Tal actitud por parte de las milicias libertarias hizo que
se viera diezmada la dación de material bélico. Las columnas eran abastecidas
débilmente por el Estado. Según “L’Espagne
Antifasciste” (diario anarquista francés de la época) por cada 3000
milicianos, tan solo mil fusiles eran dados por el Estado, mientras que el
resto de armamento debían ser sustraídos al enemigo faccioso.
El problema del
sueldo
Uno de los problemas sometidos a discusión –y que marcaron
las diferencias entre unos y otros- fue el sueldo a percibir a los que luchaban
en el frente. Las comisiones de informadores aseguraban que los milicianos
debían depender económicamente del Estado. A esto, la CNT, respondió que al
comienzo de la contienda bélica las columnas de la Confederación se formaron de
manera espontanea y partieron hacia el frente.

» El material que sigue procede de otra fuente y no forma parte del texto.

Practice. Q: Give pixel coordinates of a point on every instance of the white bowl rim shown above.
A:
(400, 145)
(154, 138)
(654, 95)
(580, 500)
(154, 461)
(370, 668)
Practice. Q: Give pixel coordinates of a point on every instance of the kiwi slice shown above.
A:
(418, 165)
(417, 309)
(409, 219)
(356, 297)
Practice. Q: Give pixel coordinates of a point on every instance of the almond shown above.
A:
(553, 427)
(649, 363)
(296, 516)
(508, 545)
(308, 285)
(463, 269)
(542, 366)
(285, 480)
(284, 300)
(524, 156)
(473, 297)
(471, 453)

Nadie se ocupaba del tema
salarial, ya que los pueblos por donde avanzaba la revolución social, se hacían
cargo de la existencia de los milicianos y milicianas. Pero llegó un momento en
que las familias de los pueblos ya no podían abastecer más y las reclamaciones
comenzaron. La CNT siempre fue hostil al salario de diez pesetas porque eso
provocaba que el combatiente se convirtiera en un “profesional” y fuera
perdiendo su espíritu revolucionario. Ese temor, por parte de la CNT, estaba
justificado ya que se habían dado caso de milicianos que se habían
“corrompido”. Se dictaminó que si el Sindicato podía hacerse cargo del
mantenimiento de las columnas sería mucho mejor, pero que en caso contrario se
seguirían recibiendo el sueldo gubernamental de diez pesetas. Lo que si estuvo
claro en todo momento es que en las milicias libertarias los sueldos eran
totalmente iguales entre milicianos y delegados de cualquier graduación en
comparación con el sector republicano-liberal y marxista, donde los sueldos –y
los permisos- variaban en función del rango dentro del ejército.
El miliciano como
individuo consciente
¿Era más eficaz una unidad de mando absoluto que decidiera
la función que el individuo debía asumir en la guerra, que las propias
convicciones del individuo? El sector libertario del momento asumía que el miliciano que se
alistaba en la milicia ya que en ella hallaba una unidad moral, intelectual y
revolucionaria. Por ello mismo, la CNT-FAI, que era la primera que estuvo en el
campo de batalla luchando contra el fascismo y la burguesía, no estaba por la
labor de permitir que el marxismo y el republicanismo burgués trataran de
aniquilar lo mejor el proletariado catalán, es decir, ese proletariado
anarquista y revolucionario que “poseían la valentía del bravo guerrillero de
la independencia que hundió las pretensiones del invasor Bonaparte”. Por esto
mismo tampoco se podía acatar el mando único, porque los militares republicanos
y marxistas no habían hecho más que permanecer en la retaguardia, alejados de
toda batalla contra el enemigo. Y la CNT-FAI, que sabían que había milicianos
cien veces más validos que todos los militarizados, no querían trabas
gubernamentales, ni que se invocara la falsa consigna de que sin mando único no
podía ganarse la guerra. Las prácticas bélicas de los partidos políticos del
régimen republicano que pretendían crear una unidad de mando absoluta para
darla a su Ejército popular, para eternizar la dictadura del capital, pusieron
en riesgo la revolución. Y finalmente la consiguieron socavar.
Definitivamente, y sobre todo a partir de los “sucesos de
mayo” de 1937, las tácticas y estrategias de guerra anarquistas fueron
liquidadas –junto a la revolución- y la táctica republicano liberal fue la que
predominó el curso de la guerra en el bando republicano. La consigna
marxista-liberal de “primero la guerra” no tenía ningún sentido, la única
estrategia viable era la guerra revolucionaria, esto es, o revolución o
desastre. Finalmente vino el desastre con la consiguiente victoria fascista en
1939 y una larga dictadura franquista de casi cuarenta años.